A few days before our scheduled haul out we noticed something else that looked strange. Looking into the water at the propeller we discovered that our max prop zinc was gone! humm? Another head scratcher. Wonder how long that has been missing? Even more bizarre was that all of the screws were still fully attached? Lot’s of things crossed my mind, as I was the one who originally attached it to our boat. Grant made a make shift replacement by attaching one end of a long wire directly to our prop shaft on the inside of our engine compartment, and the other end to a temporary zinc which was then thrown over the side of the boat into the water. (Quick review: A zinc helps prevent galvanic corrosion of underwater metals by sacrificing itself or eroding away.)
On the day of the haul out, the engine decided it was getting tired of our hammer trick, not starting after multiple attempts. We called Vessel Assist for a tow thinking our boat insurance would cover. Turns out it covered a tow, but not from dock to dock inside the harbor. Our coverage plan only covered us if we were stranded outside the harbor. We prepared ourselves to pay the $200 dollars it would cost to move us less than a mile to the other side of the harbor, when we tried one more time. Amazingly, the engine started! We quickly called off the tow and headed over to the boatyard on our own.
Replacing the hose that surrounds the aft end of the prop shaft and the cutless bearing, required removing the entire rudder and propeller shaft from our boat. (What’s a cutless bearing? In simple terms, the prop shaft goes through a metal sleeve (tube). Inside the metal sleeve is a slotted piece of rubber, together they make up what is a called a cutless bearing. Its purpose is to allow water to circulate through the slots in the rubber in order to lubricate the shaft, and hold the shaft in place as it spins. The shaft spins when you are in gear, forward or reverse.) We were quickly introduced to José who helped us with all of the replacements, even our max prop zinc.
We learned that it is common for hairline cracks to form near the screws on the max prop zinc because this area is thinnest part of the entire zinc. As corrosion eats the zinc away, it can become weak and fall off leaving all of the screws perfectly attached. José applied tape around the base of the zinc in an effort to allow it to start corroding from the inside out, rather than the outside in.
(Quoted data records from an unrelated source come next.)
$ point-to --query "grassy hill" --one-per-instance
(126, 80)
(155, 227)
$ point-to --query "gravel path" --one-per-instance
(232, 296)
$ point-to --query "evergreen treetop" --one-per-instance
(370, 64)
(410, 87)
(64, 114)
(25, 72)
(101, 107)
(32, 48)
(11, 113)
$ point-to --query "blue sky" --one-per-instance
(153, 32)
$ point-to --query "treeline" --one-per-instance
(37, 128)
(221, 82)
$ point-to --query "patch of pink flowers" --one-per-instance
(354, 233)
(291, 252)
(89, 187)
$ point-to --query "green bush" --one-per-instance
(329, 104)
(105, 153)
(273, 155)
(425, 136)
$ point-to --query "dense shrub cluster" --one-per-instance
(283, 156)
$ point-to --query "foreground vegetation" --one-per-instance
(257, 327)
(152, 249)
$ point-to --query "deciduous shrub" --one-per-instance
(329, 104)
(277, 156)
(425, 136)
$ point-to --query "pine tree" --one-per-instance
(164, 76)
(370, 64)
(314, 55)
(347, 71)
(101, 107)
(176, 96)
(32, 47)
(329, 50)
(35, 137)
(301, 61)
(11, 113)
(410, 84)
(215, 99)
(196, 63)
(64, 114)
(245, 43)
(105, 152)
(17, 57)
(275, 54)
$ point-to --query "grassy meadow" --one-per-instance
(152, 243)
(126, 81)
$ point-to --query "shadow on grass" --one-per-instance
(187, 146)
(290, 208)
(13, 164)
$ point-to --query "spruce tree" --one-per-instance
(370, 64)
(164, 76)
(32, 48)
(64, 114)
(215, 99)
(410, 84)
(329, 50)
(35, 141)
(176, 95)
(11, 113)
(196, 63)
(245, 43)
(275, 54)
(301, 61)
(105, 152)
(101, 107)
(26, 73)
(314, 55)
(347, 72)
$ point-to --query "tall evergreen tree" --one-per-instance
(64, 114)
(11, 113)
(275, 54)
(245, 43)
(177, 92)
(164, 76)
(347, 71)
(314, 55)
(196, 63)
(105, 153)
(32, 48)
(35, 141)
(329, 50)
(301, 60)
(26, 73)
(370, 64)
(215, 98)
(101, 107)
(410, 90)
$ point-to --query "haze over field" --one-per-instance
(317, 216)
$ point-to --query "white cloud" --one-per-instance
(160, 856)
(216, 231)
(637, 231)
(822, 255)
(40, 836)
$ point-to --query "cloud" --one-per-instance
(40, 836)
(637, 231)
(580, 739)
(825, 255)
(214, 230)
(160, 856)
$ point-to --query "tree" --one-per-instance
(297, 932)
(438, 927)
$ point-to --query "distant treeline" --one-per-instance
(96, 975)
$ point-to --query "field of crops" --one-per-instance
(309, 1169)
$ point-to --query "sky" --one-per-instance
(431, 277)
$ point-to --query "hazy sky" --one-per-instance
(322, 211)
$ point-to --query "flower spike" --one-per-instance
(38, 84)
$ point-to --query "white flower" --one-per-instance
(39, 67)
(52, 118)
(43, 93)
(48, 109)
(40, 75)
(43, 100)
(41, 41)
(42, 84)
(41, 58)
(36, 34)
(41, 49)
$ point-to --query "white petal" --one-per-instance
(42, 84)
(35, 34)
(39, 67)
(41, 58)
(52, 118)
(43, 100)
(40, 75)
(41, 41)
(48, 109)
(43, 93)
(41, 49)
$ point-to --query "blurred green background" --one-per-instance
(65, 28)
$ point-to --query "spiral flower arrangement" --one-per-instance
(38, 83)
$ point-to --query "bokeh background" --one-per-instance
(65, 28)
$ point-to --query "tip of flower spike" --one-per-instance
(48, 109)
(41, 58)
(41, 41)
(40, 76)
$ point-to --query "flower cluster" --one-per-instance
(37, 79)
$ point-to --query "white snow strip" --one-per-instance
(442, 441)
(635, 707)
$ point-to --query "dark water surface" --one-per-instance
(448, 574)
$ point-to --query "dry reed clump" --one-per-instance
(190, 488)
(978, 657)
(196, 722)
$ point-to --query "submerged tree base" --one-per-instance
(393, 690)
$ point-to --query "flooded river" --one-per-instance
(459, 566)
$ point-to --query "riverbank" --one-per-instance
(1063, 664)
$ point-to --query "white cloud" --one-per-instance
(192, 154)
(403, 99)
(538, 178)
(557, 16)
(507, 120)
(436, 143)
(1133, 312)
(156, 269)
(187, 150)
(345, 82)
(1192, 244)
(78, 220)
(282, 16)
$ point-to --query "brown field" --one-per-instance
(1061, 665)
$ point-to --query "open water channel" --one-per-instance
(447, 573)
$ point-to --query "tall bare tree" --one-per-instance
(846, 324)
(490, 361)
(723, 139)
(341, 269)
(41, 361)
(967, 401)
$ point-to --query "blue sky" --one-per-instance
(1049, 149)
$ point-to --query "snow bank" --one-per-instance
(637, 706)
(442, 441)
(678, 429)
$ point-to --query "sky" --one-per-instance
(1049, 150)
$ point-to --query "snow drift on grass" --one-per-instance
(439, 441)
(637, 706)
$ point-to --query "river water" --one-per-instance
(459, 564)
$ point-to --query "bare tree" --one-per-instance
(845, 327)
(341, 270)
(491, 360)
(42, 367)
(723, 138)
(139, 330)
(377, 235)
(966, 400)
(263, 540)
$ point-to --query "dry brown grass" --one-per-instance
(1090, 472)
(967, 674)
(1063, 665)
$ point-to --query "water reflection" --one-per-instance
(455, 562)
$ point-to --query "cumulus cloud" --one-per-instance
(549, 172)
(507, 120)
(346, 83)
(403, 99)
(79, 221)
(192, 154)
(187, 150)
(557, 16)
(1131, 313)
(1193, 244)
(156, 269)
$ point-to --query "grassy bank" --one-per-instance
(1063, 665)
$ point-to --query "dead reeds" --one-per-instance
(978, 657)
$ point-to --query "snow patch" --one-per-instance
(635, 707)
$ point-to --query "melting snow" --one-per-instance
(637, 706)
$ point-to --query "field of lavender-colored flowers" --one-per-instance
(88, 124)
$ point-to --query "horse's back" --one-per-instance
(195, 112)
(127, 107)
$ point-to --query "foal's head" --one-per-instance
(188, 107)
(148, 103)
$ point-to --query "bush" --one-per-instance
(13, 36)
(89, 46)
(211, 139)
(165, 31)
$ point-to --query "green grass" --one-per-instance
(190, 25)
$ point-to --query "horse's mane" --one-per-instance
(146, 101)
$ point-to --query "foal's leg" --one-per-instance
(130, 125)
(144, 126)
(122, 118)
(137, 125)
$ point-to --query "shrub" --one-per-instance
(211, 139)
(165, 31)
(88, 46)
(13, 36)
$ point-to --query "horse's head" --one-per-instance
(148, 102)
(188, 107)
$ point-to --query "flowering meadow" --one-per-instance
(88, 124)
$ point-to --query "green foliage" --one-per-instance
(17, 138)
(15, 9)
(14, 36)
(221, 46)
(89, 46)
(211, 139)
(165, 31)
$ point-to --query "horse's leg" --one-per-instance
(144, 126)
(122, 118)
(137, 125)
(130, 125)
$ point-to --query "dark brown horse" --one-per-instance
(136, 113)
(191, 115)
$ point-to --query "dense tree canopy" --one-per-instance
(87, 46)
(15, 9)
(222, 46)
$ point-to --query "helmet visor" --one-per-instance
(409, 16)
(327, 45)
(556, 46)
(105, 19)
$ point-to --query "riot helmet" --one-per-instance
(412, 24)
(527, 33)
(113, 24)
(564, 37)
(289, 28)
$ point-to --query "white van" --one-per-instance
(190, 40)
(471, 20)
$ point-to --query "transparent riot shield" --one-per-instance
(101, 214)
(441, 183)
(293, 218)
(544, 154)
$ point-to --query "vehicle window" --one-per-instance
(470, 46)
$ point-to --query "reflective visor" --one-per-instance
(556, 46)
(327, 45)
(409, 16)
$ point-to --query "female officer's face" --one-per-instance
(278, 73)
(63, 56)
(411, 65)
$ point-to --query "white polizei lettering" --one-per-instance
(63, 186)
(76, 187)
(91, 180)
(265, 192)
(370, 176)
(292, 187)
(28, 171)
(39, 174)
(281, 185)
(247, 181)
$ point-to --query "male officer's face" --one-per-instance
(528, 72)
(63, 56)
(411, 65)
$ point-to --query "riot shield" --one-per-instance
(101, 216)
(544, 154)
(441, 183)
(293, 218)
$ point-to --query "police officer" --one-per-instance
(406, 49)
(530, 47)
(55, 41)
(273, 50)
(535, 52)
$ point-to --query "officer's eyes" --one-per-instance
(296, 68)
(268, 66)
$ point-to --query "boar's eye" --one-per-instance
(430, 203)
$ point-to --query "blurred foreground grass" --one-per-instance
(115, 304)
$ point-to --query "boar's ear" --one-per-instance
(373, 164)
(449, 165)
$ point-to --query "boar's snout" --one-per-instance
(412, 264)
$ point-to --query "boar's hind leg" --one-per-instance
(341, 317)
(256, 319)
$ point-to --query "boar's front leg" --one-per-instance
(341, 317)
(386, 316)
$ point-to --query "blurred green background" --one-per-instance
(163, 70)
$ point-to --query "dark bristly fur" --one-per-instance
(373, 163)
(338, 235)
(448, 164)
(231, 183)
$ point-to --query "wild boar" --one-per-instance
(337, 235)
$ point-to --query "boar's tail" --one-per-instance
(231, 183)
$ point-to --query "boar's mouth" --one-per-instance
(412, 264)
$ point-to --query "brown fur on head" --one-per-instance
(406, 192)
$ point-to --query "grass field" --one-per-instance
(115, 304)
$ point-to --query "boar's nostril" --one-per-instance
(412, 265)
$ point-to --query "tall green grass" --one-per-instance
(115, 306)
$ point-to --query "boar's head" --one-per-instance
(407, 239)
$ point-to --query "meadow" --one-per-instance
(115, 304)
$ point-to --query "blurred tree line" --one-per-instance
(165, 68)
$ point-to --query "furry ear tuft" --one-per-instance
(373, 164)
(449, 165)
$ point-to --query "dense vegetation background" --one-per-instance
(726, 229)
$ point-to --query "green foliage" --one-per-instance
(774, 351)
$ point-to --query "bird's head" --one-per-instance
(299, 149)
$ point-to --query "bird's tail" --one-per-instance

While out of the water we addressed our engine problem by removing the entire starter motor. We determined the problem was the solenoid by troubleshooting through our Boatowner’s Mechanical & Electrical Manual, written by Nigel Calder. The solenoid is attached to the starter motor as one complete unit. It was not located in what you call an easy access spot. Grant had to remove the coolant tank to reach it. It took some brut force to get the nuts off that attached it to the engine. It also required my small hands to reach under and hold it while Grant grabbed it, and passed it through a small access point under some hoses. It’s out! We took to an engine repair shop. They ordered a new solenoid and connected it to our old starter. We ordered a spare starter motor.
After being out of the water for one day, we noticed some chipping from our previous bottom paint application in Wisconsin. The chipping was located right by the engine seacock. Before going back in the water we had the boatyard sand and reapply an entire new coat.
The Moment of Truth
We got the starter back from the engine repair shop and they demonstrated that it was working at the shop. However, back at the boat one of the pins on the new solenoid was too large to fit the original ignition wiring. Grant rewired the ignition wire to fit the new pin. But, we weren’t sure about starting the motor to test the wiring job until after we were back in the water.
We were launched into the water and our boat given a good sudsy scrub. Grant paid our bill and we were given more swag. This time, a pair of matching but stylish hooded sweatshirts. Grant did the honors, turning the key to start the engine. It started right up! It sounded a lot healthier and a little quieter, maybe even a little happier!